I am a parent to children from ages 15- 21 right now. The further I go down this road the less I feel I know, yet at the same time, I find pockets of peace. I get the sense that everything is going to work out ok. It scares me to write that and say I believe that, when so far no big tragedy has happened. So within the non tragedy realm this post would be. For those of you that I know and ones I don’t that have faced a big tragedy, my heart aches for you always, and your courage and peace are pulsing through my veins always.
I think for me, when I realized that I didn’t own my children, it gave me a freedom to love them deeper for who they were. Yes, I feel a large part of my role is to shape them, but also to introduce them to a world of possibilities and a way of thinking that is open to hope and being positive. While it is keeping them between the ditches of life, it hopefully isn’t done with fear. They will find and need their own ditches for sure, but I want them to know that isn’t where they have to stay.
I also have to be big enough to let the child be the teacher at times. That isn’t always easy for me. Any of us that have teenagers already know when we have difficulty hooking up some electronic, you go straight to them. But they can be teachers of who we really are as parents.

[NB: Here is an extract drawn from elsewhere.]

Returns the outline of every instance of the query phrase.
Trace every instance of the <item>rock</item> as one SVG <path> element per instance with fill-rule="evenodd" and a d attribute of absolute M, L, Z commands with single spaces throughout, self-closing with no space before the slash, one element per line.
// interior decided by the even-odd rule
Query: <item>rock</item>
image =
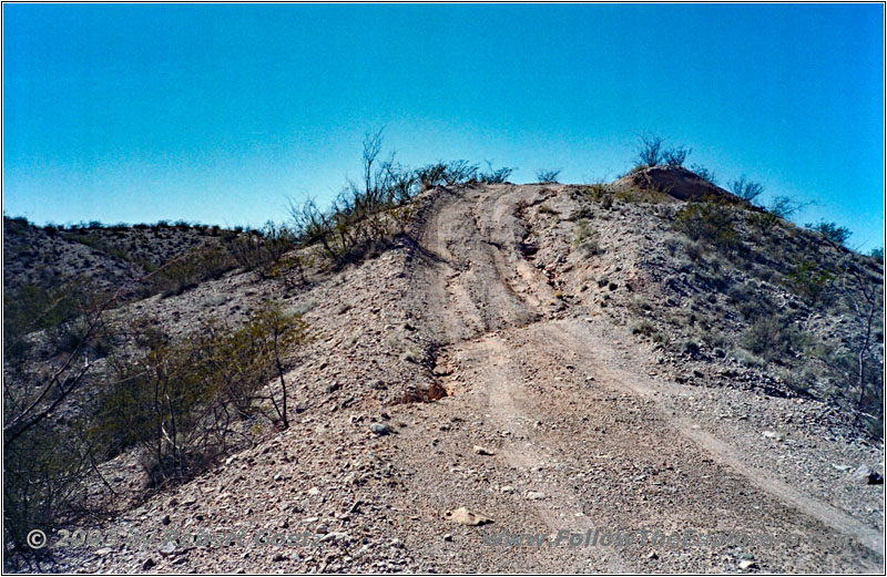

We can see our behaviors , justifications and ill reasoning in them. We can sense when, who we say or think we are, tears away from who we really are as we look into their eyes. For me, those have been times of growth for both child and parent.
This is a short post because I really don’t have any deep words of wisdom to pass on. It is a role in my life that I live with and breathe in deeply everyday. My mistakes hang over me like a heavy cloud sometimes, wishing I could change what happened to their little hearts. The closeness I feel, I cherish like something I may never get again. I try to carve deep into their spirits their connection with the Creator. One free of guilt and shame. One of love, one of fulfillment. And yes, of course love. Lots of love. I hope they feel it and would agree.